BEFORE attempting this workshop, please review the Prerequisites below and complete any actions that are required.

Prerequisites

AWS Account

In order to complete this workshop you'll need an AWS Account, and an AWS IAM user in that account with at least full permissions to the following AWS services:

  • AWS IAM
  • Amazon S3
  • Amazon SageMaker

Use Your Own Account: The code and instructions in this workshop assume only one student is using a given AWS account at a time. If you try sharing an account with another student, you'll run into naming conflicts for certain resources. You can work around these by appending a unique suffix to the resources that fail to create due to conflicts, but the instructions do not provide details on the changes required to make this work. Use a personal account or create a new AWS account for this workshop rather than using an organization’s account to ensure you have full access to the necessary services and to ensure you do not leave behind any resources from the workshop.
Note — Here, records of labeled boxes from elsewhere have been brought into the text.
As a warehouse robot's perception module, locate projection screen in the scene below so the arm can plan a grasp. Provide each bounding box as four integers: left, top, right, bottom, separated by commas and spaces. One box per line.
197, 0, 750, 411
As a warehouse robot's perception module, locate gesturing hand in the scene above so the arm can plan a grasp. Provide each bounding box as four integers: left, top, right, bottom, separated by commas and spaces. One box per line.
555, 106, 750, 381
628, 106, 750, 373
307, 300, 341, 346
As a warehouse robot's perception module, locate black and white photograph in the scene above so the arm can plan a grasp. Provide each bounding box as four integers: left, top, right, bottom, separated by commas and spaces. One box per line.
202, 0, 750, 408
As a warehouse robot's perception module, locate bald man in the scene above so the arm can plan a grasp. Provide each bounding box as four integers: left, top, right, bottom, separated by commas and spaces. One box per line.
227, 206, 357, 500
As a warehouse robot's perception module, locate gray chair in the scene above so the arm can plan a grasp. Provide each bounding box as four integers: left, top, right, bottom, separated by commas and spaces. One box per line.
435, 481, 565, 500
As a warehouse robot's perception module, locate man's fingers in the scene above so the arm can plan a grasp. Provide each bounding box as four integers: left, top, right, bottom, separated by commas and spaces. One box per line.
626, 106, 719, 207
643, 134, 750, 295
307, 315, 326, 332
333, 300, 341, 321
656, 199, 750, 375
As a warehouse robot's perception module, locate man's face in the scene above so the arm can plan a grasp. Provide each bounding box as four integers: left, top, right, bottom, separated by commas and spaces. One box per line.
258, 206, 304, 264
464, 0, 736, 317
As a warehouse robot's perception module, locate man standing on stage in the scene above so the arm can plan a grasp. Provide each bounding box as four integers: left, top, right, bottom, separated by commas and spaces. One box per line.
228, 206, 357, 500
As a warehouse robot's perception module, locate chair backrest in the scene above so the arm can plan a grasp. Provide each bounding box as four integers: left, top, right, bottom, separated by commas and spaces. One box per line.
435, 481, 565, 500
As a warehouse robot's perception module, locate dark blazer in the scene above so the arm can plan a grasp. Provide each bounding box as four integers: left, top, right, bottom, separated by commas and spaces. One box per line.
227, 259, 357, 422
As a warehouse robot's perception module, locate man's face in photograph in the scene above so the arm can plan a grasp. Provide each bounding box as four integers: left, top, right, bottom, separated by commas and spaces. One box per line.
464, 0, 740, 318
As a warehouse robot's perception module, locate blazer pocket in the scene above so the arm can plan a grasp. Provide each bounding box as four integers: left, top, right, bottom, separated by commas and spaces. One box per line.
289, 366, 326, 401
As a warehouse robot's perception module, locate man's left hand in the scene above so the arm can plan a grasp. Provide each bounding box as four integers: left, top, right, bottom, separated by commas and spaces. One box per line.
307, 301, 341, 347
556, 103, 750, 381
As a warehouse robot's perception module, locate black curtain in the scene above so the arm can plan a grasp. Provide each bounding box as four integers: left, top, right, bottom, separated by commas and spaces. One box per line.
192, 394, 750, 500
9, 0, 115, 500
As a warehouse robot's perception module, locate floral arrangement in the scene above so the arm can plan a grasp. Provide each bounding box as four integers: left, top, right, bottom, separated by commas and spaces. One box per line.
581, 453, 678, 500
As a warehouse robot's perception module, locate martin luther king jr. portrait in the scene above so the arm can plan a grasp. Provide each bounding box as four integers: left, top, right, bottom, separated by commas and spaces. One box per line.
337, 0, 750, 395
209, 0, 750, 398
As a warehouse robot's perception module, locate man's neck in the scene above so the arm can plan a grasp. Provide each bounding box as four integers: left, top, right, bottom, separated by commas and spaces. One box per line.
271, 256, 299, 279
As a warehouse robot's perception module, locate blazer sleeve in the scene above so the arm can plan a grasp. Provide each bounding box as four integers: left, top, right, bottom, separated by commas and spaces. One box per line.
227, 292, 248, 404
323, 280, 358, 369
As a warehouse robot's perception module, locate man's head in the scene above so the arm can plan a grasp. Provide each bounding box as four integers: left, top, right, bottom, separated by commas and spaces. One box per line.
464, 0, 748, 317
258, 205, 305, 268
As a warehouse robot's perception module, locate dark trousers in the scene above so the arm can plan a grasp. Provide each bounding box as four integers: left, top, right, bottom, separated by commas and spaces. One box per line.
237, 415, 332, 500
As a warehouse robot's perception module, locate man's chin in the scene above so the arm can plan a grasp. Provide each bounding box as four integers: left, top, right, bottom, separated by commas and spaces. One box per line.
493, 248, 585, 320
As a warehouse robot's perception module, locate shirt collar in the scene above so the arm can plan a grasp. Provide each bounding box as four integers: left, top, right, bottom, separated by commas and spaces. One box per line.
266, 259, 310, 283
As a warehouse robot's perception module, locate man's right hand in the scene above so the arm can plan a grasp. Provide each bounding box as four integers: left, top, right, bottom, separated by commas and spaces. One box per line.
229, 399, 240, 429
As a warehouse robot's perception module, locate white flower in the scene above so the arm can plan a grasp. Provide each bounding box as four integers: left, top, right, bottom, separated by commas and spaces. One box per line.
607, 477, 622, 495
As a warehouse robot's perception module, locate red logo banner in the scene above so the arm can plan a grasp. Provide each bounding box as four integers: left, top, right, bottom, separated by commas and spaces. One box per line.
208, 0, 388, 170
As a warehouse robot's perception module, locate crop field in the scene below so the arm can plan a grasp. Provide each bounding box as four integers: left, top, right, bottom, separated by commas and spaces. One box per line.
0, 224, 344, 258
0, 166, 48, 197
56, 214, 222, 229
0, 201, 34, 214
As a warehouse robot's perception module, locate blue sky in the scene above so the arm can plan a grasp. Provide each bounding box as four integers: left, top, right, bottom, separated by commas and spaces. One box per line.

Costs: Some, but NOT all, of the resources you will launch as part of this workshop are eligible for the AWS free tier if your account is less than 12 months old. See the AWS Free Tier page for more details. An example of a resource that is not covered by the free tier is the ml.m4.xlarge notebook instance used in some workshops. To avoid charges for endpoints and other resources you might not need after you've finished a workshop, please refer to the Cleanup Guide.

AWS Region

SageMaker is not available in all AWS Regions at this time. Accordingly, we recommend running this workshop in one of the following supported AWS Regions: N. Virginia, Oregon, Ohio, or Ireland.

Once you've chosen a region, you should create all of the resources for this workshop there, including a new Amazon S3 bucket and a new SageMaker notebook instance. Make sure you select your region from the dropdown in the upper right corner of the AWS Console before getting started.

Region selection screenshot

Browser

We recommend you use the latest version of Chrome or Firefox to complete this workshop.

Modules

This workshop is divided into the following modules. It is recommended that you complete them in the order listed.

Preliminaries

Be sure you have completed all of the prerequisites above.

Amazon Web Services: A Brief Overview

If you are new to Amazon Web Services (AWS), read this section.

Amazon Web Services (AWS) is a secure cloud services platform, offering compute power, database storage, content delivery and other functionality.

What is Cloud Computing?

Before cloud computing, if you wanted compute, storage, and other IT services, you first needed to buy physical servers, network equipment, racks, cabling, etc. Then in a secure, climate controlled room (something you had to organize yourself), you would setup the equipment you purchased: unpack, install, connect, configure, assign, manage, and monitor. You paid the bills to power all of this infrastructure -- and -- every few years you had to replace your servers and infrastructure (assuming they lasted a few years), along with occasionally purchasing additional serviers to meet projected increases in demand.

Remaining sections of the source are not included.